Capability Shape Reference backend Permission
text.complete TokenStream Qwen 2.5 0.5B Q4_K_M (llama.cpp) USE_TEXT
text.translate TokenStream shared with text.complete USE_TEXT
text.embed Vector all-MiniLM-L6-v2 Q8_0 (llama.cpp) USE_TEXT
text.classify Vector OEM-supplied ONNX classifier USE_TEXT
text.rerank Vector OEM-supplied (ms-marco-MiniLM-style) USE_TEXT
audio.transcribe TokenStream whisper-tiny.en Q5 (whisper.cpp) USE_AUDIO
audio.synthesize AudioStream OEM-supplied Piper voice + G2P sidecar (ONNX Runtime) USE_AUDIO
audio.vad RealtimeBoolean Silero VAD (ONNX Runtime) USE_AUDIO
vision.embed Vector SigLIP-base-patch16-224 (ONNX Runtime) USE_VISION
vision.describe TokenStream OEM-supplied VLM via libmtmd (LLaVA / SmolVLM / …) USE_VISION
vision.detect BoundingBoxes RT-DETR-R50vd-COCO (ONNX Runtime) USE_VISION
vision.ocr BoundingBoxes OEM-supplied det+rec pair (ONNX Runtime) USE_VISION

Full details: docs/CAPABILITIES.md.


OEM-ready: pick the model per capability

JibarOS declares the capability contract; OEMs pick the backing model. Two mechanisms:

Platform bake-in — the reference Cuttlefish build ships 3 permissive-license models via oir-vendor-models (Qwen 2.5 0.5B + MiniLM + whisper-tiny-en, Apache 2.0 + MIT) plus a CC0 voice-sample WAV for the demo. PRODUCT_PACKAGES += oir_default_model oir_minilm_model oir_whisper_tiny_en_model oir_voice_sample_wav installs them to /product/etc/oir/ at build time. Together they cover 4 of the 5 OirDemo capabilities (text.complete + text.translate share Qwen). vision.detect needs an OEM-supplied detector (RT-DETR Apache 2.0 is the recommended permissive option).

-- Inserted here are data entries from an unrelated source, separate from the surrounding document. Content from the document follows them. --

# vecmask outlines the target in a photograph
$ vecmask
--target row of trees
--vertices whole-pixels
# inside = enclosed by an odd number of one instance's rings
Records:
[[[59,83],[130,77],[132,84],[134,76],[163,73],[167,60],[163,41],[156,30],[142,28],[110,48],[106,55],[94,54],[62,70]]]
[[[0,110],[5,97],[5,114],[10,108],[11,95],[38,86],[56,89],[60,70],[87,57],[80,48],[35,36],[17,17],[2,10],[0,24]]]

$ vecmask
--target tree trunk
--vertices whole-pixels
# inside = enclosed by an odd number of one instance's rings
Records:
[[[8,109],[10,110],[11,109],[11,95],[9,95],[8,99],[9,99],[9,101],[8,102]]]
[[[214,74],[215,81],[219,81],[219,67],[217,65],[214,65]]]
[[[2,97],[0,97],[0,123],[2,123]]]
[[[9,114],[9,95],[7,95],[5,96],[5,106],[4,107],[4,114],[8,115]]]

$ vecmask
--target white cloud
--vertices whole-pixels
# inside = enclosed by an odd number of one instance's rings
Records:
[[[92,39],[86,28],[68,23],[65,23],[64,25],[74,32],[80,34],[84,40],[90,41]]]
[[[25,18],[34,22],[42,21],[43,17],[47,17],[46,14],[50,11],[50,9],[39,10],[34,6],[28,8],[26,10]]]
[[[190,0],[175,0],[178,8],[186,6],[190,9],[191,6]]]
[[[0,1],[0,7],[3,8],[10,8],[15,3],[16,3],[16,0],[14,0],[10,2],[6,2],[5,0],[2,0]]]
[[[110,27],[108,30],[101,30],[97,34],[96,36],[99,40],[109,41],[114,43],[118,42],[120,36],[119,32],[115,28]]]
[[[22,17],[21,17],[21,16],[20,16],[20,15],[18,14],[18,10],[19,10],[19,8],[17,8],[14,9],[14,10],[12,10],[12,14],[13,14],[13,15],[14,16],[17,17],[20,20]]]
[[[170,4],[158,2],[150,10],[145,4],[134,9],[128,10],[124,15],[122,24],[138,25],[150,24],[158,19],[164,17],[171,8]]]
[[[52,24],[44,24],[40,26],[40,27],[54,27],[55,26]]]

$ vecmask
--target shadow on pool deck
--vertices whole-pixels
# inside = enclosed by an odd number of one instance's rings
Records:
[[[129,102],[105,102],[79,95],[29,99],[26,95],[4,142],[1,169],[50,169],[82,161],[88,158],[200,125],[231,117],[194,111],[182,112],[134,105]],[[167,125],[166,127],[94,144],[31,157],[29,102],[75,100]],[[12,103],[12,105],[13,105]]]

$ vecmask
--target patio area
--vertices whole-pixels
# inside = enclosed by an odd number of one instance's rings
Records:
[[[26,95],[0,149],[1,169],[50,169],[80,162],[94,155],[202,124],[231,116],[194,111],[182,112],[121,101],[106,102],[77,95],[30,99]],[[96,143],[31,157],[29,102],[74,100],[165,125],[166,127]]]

Per-OEM override — drop /vendor/etc/oir/oir_config.xml on your image:

<oir_config>
  <capability_tuning>
    <capability name="vision.describe">
      <default_model>/product/etc/oir/mmproj.gguf|/product/etc/oir/llm.gguf</default_model>
    </capability>
  </capability_tuning>
</oir_config>

Swap LLaVA-1.5-7B for SmolVLM-500M on a thin device. No framework changes, no app changes. Full guide: docs/MODELS.md.


Runtime + memory management

Shared residency. Every app calling OpenIntelligence.text.completeStream hits the SAME loaded model. That model has a context pool with N slots (default 4 for text.complete); each slot is an independent llama_context with its own KV cache. Concurrent submits interleave at the slot level.

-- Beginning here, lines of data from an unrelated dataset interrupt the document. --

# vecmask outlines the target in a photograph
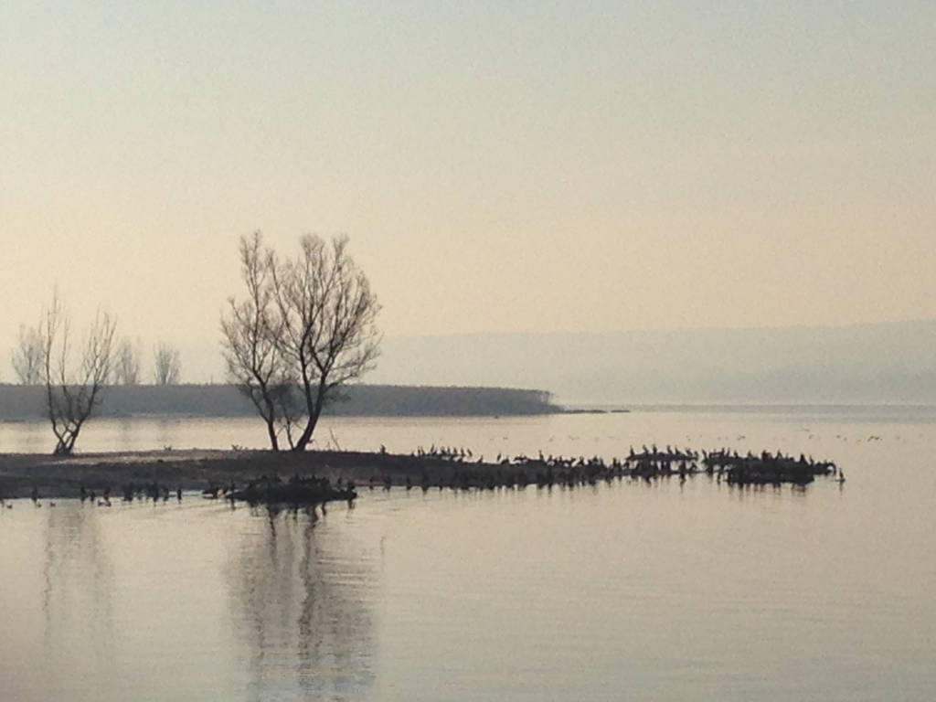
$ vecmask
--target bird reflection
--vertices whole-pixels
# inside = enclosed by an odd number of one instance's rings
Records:
[[[252,692],[359,698],[373,679],[373,572],[341,533],[320,529],[324,515],[265,511],[228,567]]]

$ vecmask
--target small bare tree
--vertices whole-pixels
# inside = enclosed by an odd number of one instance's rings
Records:
[[[13,371],[21,384],[42,382],[42,338],[37,329],[20,325],[20,343],[11,356]]]
[[[42,380],[56,456],[70,455],[81,427],[100,402],[113,359],[116,322],[98,311],[81,345],[80,362],[71,365],[71,329],[58,294],[36,330],[42,344]]]
[[[117,346],[114,358],[114,385],[139,385],[139,347],[129,339]]]
[[[156,385],[176,385],[182,374],[179,349],[168,344],[160,344],[154,352],[154,358]]]
[[[328,402],[376,360],[380,305],[347,241],[306,236],[299,256],[280,260],[259,233],[241,240],[248,298],[231,299],[222,317],[225,358],[274,449],[285,431],[304,450]]]

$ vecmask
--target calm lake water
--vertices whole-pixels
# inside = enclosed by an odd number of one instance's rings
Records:
[[[0,425],[0,450],[48,450]],[[932,700],[936,412],[329,420],[320,446],[800,451],[739,490],[367,490],[328,513],[0,510],[0,699]],[[83,450],[263,446],[257,421],[95,421]]]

Budget accounting. Every loaded model reports weights + pool KV cache in its resident footprint. When a new load would exceed the configured memory budget, LRU eviction runs — skipping models that are in-flight or inside a warm() TTL window.

Priority-aware queues. audio.* capabilities default to AUDIO_REALTIME; everything else to NORMAL. Queued audio submits jump ahead of queued text submits within a shared pool. Priority is queue-order, not preemption — a long in-flight completion runs to completion.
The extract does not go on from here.